País de castas. No de clases sociales. Y como tal cada día en mayor deterioro del sistema democrático. Que quienes se apoltronaron en el poder fueron destruyendo el modelo, de eso no me cabe duda. Pero el modelo de castas, infectó, no está tan solo instalado en las mentes de los caudillos de nuevo cuño. Está en la sesera de los ciudadanos que al aceptar este modelo de castas se rindieron. Aceptaron dejar de ser ciudadanos. No entendieron que por ahí no se llega al progreso y la prosperidad nacional. Se llega sí a la involución excusada por la “necesaria supervivencia”.
Cuando alguien dice “a mí lo que me importa es mi familia” pues está desvelando su egoísta torpeza. Una persona con conciencia de ciudadanía democrática sabe y entiende que la “felicidad” o el “bienestar” es un ejercicio de mediocridad cuando se mete dentro de ese cajoncito de “lo mío”.
Venezuela fue un país con grandes progresos no porque tuviéramos petróleo o riquezas naturales. Lo fue porque privilegiábamos el “nosotros”. Porque conjugábamos el ser y el quehacer en primera persona del plural. Porque entendíamos que el progreso era una aspiración imposible si nos zambullíamos en el “yoísmo”.

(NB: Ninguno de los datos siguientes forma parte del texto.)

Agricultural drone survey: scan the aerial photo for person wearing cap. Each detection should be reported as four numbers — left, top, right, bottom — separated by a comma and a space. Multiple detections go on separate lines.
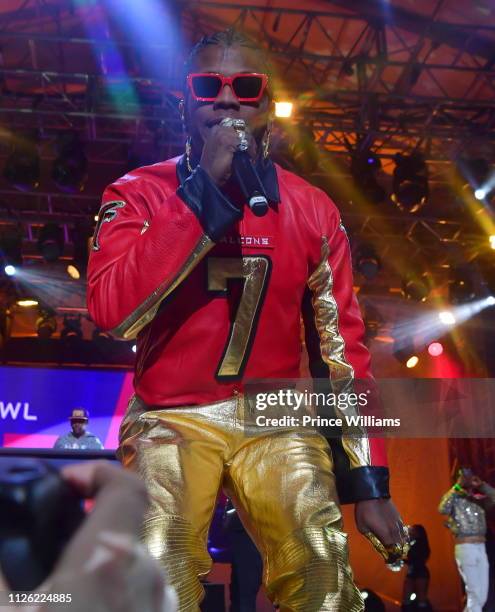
53, 408, 103, 450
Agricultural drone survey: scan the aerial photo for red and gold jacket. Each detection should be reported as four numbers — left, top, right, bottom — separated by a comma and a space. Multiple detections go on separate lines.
88, 158, 388, 503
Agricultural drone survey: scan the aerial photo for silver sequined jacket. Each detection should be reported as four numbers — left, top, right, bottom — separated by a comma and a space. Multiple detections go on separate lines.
438, 483, 495, 538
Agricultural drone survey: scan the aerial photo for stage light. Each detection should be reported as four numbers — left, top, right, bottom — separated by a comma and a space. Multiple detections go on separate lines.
275, 102, 294, 118
392, 153, 428, 213
67, 264, 81, 280
36, 308, 57, 340
428, 342, 443, 357
52, 132, 88, 193
351, 149, 387, 204
355, 244, 382, 280
406, 355, 419, 369
60, 315, 82, 341
37, 223, 64, 262
67, 224, 92, 280
3, 132, 40, 191
449, 264, 480, 304
16, 298, 38, 308
438, 310, 456, 325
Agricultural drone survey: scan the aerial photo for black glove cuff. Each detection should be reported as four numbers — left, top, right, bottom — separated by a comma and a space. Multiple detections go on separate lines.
337, 466, 390, 504
177, 166, 241, 241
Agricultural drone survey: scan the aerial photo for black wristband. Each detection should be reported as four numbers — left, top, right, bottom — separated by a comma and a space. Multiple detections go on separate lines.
337, 466, 390, 504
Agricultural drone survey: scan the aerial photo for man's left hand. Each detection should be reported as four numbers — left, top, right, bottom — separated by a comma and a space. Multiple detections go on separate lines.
354, 499, 408, 561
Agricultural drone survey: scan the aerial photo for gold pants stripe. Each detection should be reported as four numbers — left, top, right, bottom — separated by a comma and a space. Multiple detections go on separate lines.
119, 396, 364, 612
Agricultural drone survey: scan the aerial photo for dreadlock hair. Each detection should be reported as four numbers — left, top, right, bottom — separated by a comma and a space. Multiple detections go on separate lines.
184, 28, 271, 91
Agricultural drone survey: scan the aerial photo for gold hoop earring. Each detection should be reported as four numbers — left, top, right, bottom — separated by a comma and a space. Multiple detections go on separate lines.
186, 136, 192, 172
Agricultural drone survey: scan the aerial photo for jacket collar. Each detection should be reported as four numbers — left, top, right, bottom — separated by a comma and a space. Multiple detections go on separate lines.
176, 154, 280, 204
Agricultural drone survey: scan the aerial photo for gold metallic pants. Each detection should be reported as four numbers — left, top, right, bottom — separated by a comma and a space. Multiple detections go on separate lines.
119, 396, 364, 612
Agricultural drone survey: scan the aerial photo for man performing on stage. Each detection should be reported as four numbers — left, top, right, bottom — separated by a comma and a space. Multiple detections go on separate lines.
88, 30, 406, 612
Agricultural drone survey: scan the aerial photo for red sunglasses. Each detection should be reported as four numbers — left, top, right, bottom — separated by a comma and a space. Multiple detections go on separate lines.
187, 72, 268, 102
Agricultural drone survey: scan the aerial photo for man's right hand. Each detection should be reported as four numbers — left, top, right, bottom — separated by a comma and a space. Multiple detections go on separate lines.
199, 125, 256, 187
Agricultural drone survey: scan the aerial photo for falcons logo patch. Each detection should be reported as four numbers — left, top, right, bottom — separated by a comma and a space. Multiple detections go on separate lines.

“Dar solamente aquello que te sobra nunca fue compartir, sino dar limosna…”. Eso canta Alejandro Sanz.
Las democracias no las construyen los que se paran en lo alto y con ardorosas consignas nos dicen qué hacer. Las construimos los ciudadanos con conciencia y sentido de sociedad. La democracia basada en castas está condenada al fracaso.